WASHINGTON (June 19, 2013) – As the U.S. House begins deliberations today on H.R. 1947, the Federal Agriculture Reform and Risk Management Act, the R Street Institute encourages members to consider amendments that would bring greater transparency, accountability and fiscal responsibility to America’s farm programs.

Of the 102 amendments that will be brought to the floor over the next few days, most crucial is Amendment No. 149, introduced by Reps. Tom Petri, R-Wis., Ron Kind, D-Wis. and 10 bipartisan co-sponsors, according to R Street Senior Fellow Andrew Moylan.

Also known as the AFFIRM Act, the amendment would make public which agricultural producers receive federal premium subsidies for crop insurance. It also would bar premium subsidies to producers with adjusted gross income of more than $250,000 and cap the per-person subsidy at $50,000.

The amendment also would reduce the rate of return for the 16 private insurers that provide federal crop insurance to 12 percent from the current 14 percent and cap insurers’ reimbursements for administrative and operating expenses, which were $1.4 billion in Fiscal Year 2012, at no more than $900 million annually.

“The AFFIRM Act offers a bipartisan approach to reforming crop insurance, which is now the largest federal subsidy to farmers,” Moylan said. “There is much in the Farm Bill that deeply divides members, but Republicans and Democrats should be able to agree on these targeted reforms to limit the program and make it more transparent and accountable to taxpayers.”

R Street also supports the approach to environmental accountability taken in Amendment No. 28, which ties taxpayer subsidies to certain conservation requirements for planting in wetlands and highly erodible lands. Sponsored by Reps. Jeff Fortenberry, R-Neb., and Mike Thompson, D-Calif., the amendment is intended to curb subsidies to environmentally destructive practices. It is similar to requirements that long had been tied to the “direct payments” program, which is set for elimination under both the House and Senate bills.

R Street also is supportive of Amendment No. 3, introduced by Kind and Rep. Bob Gibbs, R-Ohio, which attempts to control some of the more onerous aspects of the program that would replace direct payments: the price loss coverage option, also known as “shallow loss.”
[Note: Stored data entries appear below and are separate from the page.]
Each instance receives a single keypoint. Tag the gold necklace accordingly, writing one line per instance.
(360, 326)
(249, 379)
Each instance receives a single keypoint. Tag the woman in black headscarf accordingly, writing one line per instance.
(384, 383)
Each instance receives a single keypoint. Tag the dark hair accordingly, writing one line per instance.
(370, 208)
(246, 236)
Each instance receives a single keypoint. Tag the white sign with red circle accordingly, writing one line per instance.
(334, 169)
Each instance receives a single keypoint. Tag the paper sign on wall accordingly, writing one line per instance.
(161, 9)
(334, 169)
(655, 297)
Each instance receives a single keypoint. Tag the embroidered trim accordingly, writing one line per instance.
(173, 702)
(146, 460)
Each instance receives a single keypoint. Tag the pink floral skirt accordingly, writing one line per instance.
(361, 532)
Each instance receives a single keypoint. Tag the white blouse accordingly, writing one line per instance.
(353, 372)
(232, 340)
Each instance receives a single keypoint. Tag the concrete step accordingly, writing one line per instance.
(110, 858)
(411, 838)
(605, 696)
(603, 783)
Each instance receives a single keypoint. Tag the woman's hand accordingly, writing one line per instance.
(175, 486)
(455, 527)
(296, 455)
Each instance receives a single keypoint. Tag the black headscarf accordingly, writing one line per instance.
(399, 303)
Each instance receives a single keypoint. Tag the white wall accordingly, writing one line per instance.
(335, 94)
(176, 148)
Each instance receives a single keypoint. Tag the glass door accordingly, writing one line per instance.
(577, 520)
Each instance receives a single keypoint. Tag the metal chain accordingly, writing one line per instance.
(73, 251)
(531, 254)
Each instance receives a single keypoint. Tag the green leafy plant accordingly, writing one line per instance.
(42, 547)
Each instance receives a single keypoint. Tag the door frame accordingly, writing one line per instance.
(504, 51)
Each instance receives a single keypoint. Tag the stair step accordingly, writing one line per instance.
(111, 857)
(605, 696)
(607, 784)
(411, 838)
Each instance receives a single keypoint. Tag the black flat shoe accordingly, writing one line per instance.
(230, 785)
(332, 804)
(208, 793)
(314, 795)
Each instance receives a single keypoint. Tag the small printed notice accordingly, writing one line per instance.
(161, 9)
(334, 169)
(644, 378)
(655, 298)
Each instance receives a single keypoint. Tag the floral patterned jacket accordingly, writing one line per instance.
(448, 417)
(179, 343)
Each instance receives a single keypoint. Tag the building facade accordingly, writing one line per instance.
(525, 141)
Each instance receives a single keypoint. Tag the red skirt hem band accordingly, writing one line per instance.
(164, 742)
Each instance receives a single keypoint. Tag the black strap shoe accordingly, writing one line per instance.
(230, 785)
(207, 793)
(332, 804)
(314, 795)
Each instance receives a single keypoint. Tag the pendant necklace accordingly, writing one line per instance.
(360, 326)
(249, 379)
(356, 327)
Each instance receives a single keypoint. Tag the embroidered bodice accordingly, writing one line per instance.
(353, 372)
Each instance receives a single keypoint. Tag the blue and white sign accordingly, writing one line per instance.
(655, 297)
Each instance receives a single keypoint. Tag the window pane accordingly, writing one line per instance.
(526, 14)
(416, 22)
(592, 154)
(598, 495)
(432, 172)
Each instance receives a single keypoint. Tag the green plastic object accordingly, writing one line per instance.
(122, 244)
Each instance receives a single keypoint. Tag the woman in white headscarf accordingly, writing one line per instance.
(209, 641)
As proposed in the House bill, the program would establish fixed price targets and tie payments to current levels of production, both changes that are likely to violate World Trade Organization commitments. The Gibbs-Kind amendment limits the acreage available for target price support to 85 percent of the farmer’s historical base acres and sets the target price at a more reasonable 55 percent of the five-year rolling Olympic average, rather than locking in current record commodity prices.

“The introduction of shallow loss programs in both the House and Senate bills is easily the worst aspect of this year’s Farm Bill debate. They will eat up most and potentially all of the savings taxpayers otherwise would realize from ending direct payments,” Moylan said. “While it is truly unfortunate the House will not vote on any amendments to kill the program altogether, the Gibbs amendment is a reasonable first step to ensure that it does not distort prices and cost taxpayers as much as it otherwise would.”